I went to see Captain Marvel today. It’s another MCU film that shifts genres. Just as Thor did sword and sorcery and Winter Soldier did conspiracy thriller, Captain Marvel starts off as a space opera. Now, obviously, this genre itself isn’t new to Marvel films — hello, Guardians of the Galaxy — but there’s a distinct difference this time: Captain Marvel opens as a TV space opera.
Where film space operas typically aim to be either quasi-mythological epics (Star Wars) or over-the-top cartoons (Guardians, Flash Gordon, Valerian) TV space operas tend to have different ambitions, arising from their episodic formats and limited budgets. Intentionally or not, the first act of Captain Marvel does a thorough job of emulating this mode. Carol belongs to an alien army, the other members of which all look like humans (well, a couple have blue skin, but there are no counterparts to Groot or Rocket Raccoon present). Their exploits consist mainly of relatively low-key running-and-gunning, as we’d expect from a TV budget. Even the choice of antagonists — aliens who can shapeshift into doppelgangers — would suit a television series that wants to make the most of a limited cast. The production values are higher, but the underlying aesthetic is straight out of the TV set.

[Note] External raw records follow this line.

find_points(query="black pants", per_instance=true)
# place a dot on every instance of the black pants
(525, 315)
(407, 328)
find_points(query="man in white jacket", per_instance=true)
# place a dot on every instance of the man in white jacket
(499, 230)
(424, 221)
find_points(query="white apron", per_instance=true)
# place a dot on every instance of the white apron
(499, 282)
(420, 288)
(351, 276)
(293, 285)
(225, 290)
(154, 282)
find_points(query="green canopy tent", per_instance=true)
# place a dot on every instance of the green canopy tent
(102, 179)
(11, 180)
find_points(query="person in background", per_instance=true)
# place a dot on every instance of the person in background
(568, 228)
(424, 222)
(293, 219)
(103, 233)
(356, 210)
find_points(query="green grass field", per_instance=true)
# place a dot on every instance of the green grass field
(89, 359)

When the action reaches Earth, Captain Marvel changes the channel, sliding from TV space opera to The X-Files as Carol gets caught up in a web of government intrigue, alien autopsies and black-suited agents. At the same time, though, we get all the snappy one-liners and knockabout humour we’ve come to expect from Marvel. The X-Files would have handled the same subject matter very differently: Carol’s repressed memories making Earth is simultaneously familiar and unfamiliar) and the wider narrative of aliens taking on human form are perfect for a truly paranoid feel. Paranoia and superheroics don’t tend to mix, however, and the film’s midsection tends to look more like an X-Files parody than the real thing.

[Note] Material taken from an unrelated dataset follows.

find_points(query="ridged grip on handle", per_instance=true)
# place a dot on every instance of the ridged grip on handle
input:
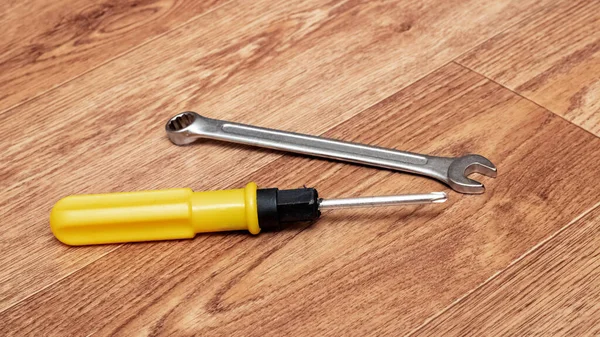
(152, 215)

Captain Marvel finally settles into Joss Whedon territory, giving us such sights as a menacing green alien casually slurping fizzy pop from a straw. Perhaps the simplest way to sum up the film is as a greatest hits medley of 90s SF/F television: Babylon 5, X-Files and Angel, all with an effects budget that none of those series could have dreamed of. This may well have been intentional, given that the film is set in the 90s and repeatedly trades on nostalgia for the era.
None of my above comments should be taken as criticism. Captain Marvel performs each of its shifting genre duties pretty well. The thing is, though, other films — including other Marvel films — have covered the same genres if not necessarily better, than with fuller commitment. Winter Soldier is a more engaging conspiracy thriller. Guardians of the Galaxy is a wider-ranging space opera. And now we have Captain Marvel squeezing in between them, Jack of all trades but master of none.
Had it been a standalone film, I suspect that Captain Marvel would have eventually ended up in the same corner of the public imagination as Jupiter Ascending and Valerian (both of which I enjoyed, incidentally). But thanks to its franchise ties, the film has an assured afterlife. We know that Carol will be co-starring in the next Avengers, and a Captain Marvel 2 is a distinct possibility. Superhero sequels frequently top their precursors, so perhaps the good Captain will finally happen upon an area where the truly shines.